I bit back a sharp remark and studied her. She was older than I first thought, probably mid-twenties, thank god. If she hadn’t been snarling at me, I’d bet her lips were full and pretty.
She had a sweet little body too. On any other day, I might have happily kept talking to her, maybe try to weasel her into my bed. But her eyes shot that down. Her big hazel eyes made bigger by a pair of coke-bottle glasses were pretty enough, gorgeous even. But they held a whole lot of judgment for me.
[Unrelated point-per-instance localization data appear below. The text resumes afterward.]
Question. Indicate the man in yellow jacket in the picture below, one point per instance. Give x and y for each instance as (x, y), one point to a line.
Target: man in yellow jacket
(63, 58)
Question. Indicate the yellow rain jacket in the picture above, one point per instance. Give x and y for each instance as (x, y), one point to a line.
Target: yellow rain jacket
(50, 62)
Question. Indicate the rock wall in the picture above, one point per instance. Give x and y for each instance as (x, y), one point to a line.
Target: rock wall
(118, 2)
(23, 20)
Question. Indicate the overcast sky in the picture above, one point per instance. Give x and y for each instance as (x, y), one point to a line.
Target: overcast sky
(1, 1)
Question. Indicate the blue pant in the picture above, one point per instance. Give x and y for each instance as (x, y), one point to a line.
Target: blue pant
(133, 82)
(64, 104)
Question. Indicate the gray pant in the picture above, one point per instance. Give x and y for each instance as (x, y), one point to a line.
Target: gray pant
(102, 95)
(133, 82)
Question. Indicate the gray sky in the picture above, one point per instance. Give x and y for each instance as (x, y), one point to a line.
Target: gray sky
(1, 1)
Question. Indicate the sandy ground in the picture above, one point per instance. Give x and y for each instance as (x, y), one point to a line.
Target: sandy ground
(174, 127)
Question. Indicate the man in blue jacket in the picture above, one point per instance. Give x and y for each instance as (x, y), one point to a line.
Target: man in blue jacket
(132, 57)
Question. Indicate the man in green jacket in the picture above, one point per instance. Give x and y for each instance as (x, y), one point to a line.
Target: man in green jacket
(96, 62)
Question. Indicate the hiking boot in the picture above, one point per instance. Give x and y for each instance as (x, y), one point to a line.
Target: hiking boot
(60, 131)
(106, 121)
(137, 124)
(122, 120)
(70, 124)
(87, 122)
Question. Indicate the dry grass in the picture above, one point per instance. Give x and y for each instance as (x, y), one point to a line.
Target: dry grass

It pissed me off.
“Actually, I do deny it.”
She let out an ironic laugh that was closer to a bark. “You do?” She gave me a disappointed look. “So you deny saying that your environment raping company isn’t interested in sustainable practices, but can you deny that Watts Enterprises…” she reached out and poked me in the chest, “the company that bears your name, scored a zero on the Palm Oil Scorecard, and is considered one of the biggest users of non-sustainable palm oil in the United States?”
Yes, we had, but we were making strides to get better. Didn’t that count for something?
The single finger was still digging into my chest, so I caught her wrist, my hand easily circling her thin arm. Damn, her skin was soft, and electricity seemed to pulse off of her and into me. “I—”
Her eyes widened even more, giving her a Kewpie doll look that shouldn’t have been attractive, but was. Instead of pulling away, she sank the finger deeper and plowed on, her other hand still holding up that damn phone. “And do you actually enjoy murdering orangutans and other indigenous species of the rain forest with your practices?”